Abnormal memory cost

suke · June 27, 2019, 8:03am

I face a strange problem, I have 2 models, model1 and model2, model1 is bigger than model 2.
when I test forward time of different model with same input, i need copy to gpu memory.
just like
if self.args.cuda:
device = torch.device(“cuda”)
else:
device = torch.device(“cpu”)
input = input.to(device)

when i collect time cost for “input = input.to(device)”, i found for same input, 2 models cost different time in GPU case:
for model1
input = input.to(device) prepareData Time: 0.12544s
for model2
input = input.to(device) prepareData Time: 0.01899s

when i switch to cpu model, they are same:
for model1
input = input.to(device) prepareData Time: 0.00001s
for model2
input = input.to(device) prepareData Time: 0.00001s

as i know that is just copy to gpu memory, so i think that should be same. that time cost puzzled me.
anyone know why?

ptrblck · June 27, 2019, 10:26am

CUDA operations are called asynchronously in PyTorch.
If you would like to time certain operations, make sure to synchronize before starting and stopping the timer:

torch.cuda.synchronize()
t0 = time.time()
# CUDA op
torch.cuda.synchronize()
t1 = time.time()

Currently your code might accumulate other timings in a host to device copy and thus yield wrong timing results.

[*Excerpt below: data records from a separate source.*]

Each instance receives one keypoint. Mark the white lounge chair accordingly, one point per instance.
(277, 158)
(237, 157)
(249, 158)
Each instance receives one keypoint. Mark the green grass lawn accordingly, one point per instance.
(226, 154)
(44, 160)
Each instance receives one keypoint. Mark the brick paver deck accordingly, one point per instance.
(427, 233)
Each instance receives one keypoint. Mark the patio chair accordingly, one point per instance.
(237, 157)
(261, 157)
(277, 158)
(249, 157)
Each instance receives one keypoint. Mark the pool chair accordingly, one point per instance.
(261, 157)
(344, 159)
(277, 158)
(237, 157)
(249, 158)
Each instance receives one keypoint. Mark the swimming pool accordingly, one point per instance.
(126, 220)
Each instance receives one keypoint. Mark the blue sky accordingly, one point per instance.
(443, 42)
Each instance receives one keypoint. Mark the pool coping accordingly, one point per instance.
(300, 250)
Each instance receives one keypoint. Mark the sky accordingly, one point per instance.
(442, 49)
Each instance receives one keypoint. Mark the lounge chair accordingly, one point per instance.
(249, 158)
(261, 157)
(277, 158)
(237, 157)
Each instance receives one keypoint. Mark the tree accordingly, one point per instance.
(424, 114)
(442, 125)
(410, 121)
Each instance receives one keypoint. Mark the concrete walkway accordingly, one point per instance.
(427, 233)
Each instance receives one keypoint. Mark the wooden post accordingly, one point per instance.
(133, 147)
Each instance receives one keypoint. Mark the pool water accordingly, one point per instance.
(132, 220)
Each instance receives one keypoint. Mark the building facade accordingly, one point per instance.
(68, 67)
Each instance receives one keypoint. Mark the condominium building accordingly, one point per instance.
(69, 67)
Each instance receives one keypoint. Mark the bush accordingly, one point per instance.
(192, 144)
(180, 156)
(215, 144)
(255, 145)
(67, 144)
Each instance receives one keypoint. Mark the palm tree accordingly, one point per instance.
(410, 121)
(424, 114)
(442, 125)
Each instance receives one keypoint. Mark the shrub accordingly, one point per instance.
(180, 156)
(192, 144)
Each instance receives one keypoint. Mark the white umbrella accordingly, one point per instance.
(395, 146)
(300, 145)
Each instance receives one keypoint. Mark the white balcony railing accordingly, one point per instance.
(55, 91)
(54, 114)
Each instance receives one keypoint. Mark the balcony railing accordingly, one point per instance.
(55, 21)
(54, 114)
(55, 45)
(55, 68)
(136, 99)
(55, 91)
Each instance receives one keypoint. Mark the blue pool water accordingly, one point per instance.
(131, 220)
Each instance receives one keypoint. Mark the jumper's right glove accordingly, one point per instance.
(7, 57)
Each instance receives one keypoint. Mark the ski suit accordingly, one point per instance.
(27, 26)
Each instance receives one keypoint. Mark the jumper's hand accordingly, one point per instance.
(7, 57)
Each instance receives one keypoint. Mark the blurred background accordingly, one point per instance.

suke · June 27, 2019, 11:06am

yes, you are right, after torch.cuda.synchronize() time print is normal.
the most time cost:
time of torch.matmul: 0.02192 s
one more question, does torch.matmul is very slower than conv2d ops.
my test code:
a = torch.randn(1, 153000, 1, 288)
b = torch.randn(153000, 288, 3)
#a = a.half()
#b = b.half()
if True:
device = torch.device(“cuda”)
else:
device = torch.device(“cpu”)
a = a.to(device)
b = b.to(device)
torch.cuda.synchronize()
start = time.process_time()
torch.matmul(a, b)
torch.cuda.synchronize()
end = time.process_time()
print(“Elapsed time of {}: {} s”.format(‘torch.matmul’, np.round(end - start, decimals=5)))